A new study from Duke University says the existing power system could handle 126 GW of new demand with no additional generation if artificial intelligence data centers can be persuaded to cut their energy use by as little as 1% during times of peak demand.
The “Rethinking Load Growth” report looks at 22 balancing authorities — RTOs, ISOs and large investor-owned utilities — representing 95% of the country’s peak load and finds that each could add varying amounts of new load without exceeding its maximum capacity “provided the new load can be temporarily curtailed as needed.”
The report defines system curtailment, or flexibility, as a data center’s ability to temporarily reduce its power consumption “by using onsite generators, shifting workload to other facilities or reducing operations,” thus creating “curtailment-enabled headroom” to add new load.
For example, the study estimates PJM could integrate more than 23 GW of new load with curtailment-enabled headroom based on 1% curtailment. ERCOT could add 14.7 GW, and Southern Co. could add 9.3 GW.
Lower curtailment rates still could provide significant headroom, the study says, with PJM opening up 17.8 GW at 0.5% curtailment and 13.3 GW at 0.25% curtailment.
The length of curtailment periods also would vary, with a 1% curtailment lasting no more than 2.5 hours, while a 0.25% curtailment rate would last only 1.7 hours.
“These results suggest that the U.S. power system’s existing headroom … is sufficient to accommodate significant constant new loads, provided such loads can be safely scaled back during some hours of the year,” the report says, framing flexibility as a win-win for all stakeholders.
The U.S. still will need to build new generation and transmission to meet anticipated demand growth, the report says. “[But] flexible load strategies can help tap existing headroom to more quickly integrate new loads, reduce the cost of capacity expansion and enable greater focus on the highest-value investments in the electric power system.”
“The immensity of the challenge underscores the importance of deploying every available tool, especially those that can more swiftly, affordably and sustainably integrate large loads,” the report says. “The unique profile of AI data centers can facilitate more flexible operations, supported by ongoing advancements in distributed energy resources.”
Data Centers and DR
Authored by researchers at Duke’s Nicholas Institute for Energy, Environment and Sustainability, the study grounds its argument for flexibility in the current flashpoints for demand growth. Data centers often have aggressive schedules for going online but may face yearslong interconnection and supply chain delays.
Lead times for ordering transformers have gone from less than a year to two to five years, with prices rising 80%, according to June 2024 figures from the president’s National Infrastructure Advisory Council, the report says.

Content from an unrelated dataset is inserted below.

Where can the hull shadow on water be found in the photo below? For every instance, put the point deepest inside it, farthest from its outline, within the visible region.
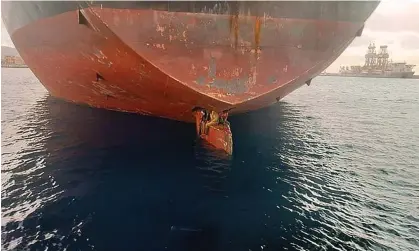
(106, 180)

Wood Mackenzie has reported that lead times for high-voltage circuit breakers were nearing three years at the end of 2023.
The report notes the growing interest in co-locating data centers with existing or new generation, but says it is not likely to be “a long-term, systemwide solution.”
The fact the U.S. grid is designed with headroom to accommodate relatively short periods of peak demand and often is underused provides a further rationale for leveraging this built-in flexibility, the report says. Better use of the system can reduce costs for consumers by “lowering the per-unit cost of electricity — and [reducing] the likelihood that expensive new peaking plants or network expansions may be needed.”
The report notes that some grid operators and utilities already are experimenting with flexible interconnection strategies, such as ERCOT’s interim treatment of new large loads as “controllable” resources, allowing them to go online in less than two years.
Still another argument for flexibility is the recent release of DeepSeek, the Chinese AI platform that claims to use significantly less energy than U.S. AI. Here, the report says, system flexibility could serve as a hedge for potential demand uncertainty.
But getting data centers to participate in traditional demand response programs — which have long provided system flexibility — has been difficult due to centers’ often inflexible, 24/7 demand profiles. Further, traditional DR programs have been designed for “traditional industrial consumers … with different incentives and operational specifications.” The report suggests new programs should be developed to align with data centers’ needs, including “streamlined participation structures, tailored incentives, and metrics that reflect the scale and responsiveness of data centers.”
New AI data centers, with “evolving computational loads … are more amenable to load flexibility,” the report says. The “training” of AI databases allows for flexible timing and the distribution of workloads across different data centers. An EPRI report cited by the Duke researchers found that “optimizing data center computation and geographic location … to capitalize on lower electric rates during off-peak hours” could provide cost savings of 15% and reduce strain on the grid during high-demand hours.
The report points to three trends that could “create further opportunities for load flexibility now than in the past.” First is the construction and interconnection delays that increase costs and timelines for getting new centers online, followed by the growth of clean, distributed technologies that offer lower-cost, behind-the-meter generation.
The third is the growth of hyperscale data centers and their computational loads, “which is lending scale and specialization to more sophisticated data center operators,” the report says. “These operators, seeking speed to market, may be more likely to adopt flexibility in return for faster interconnection.”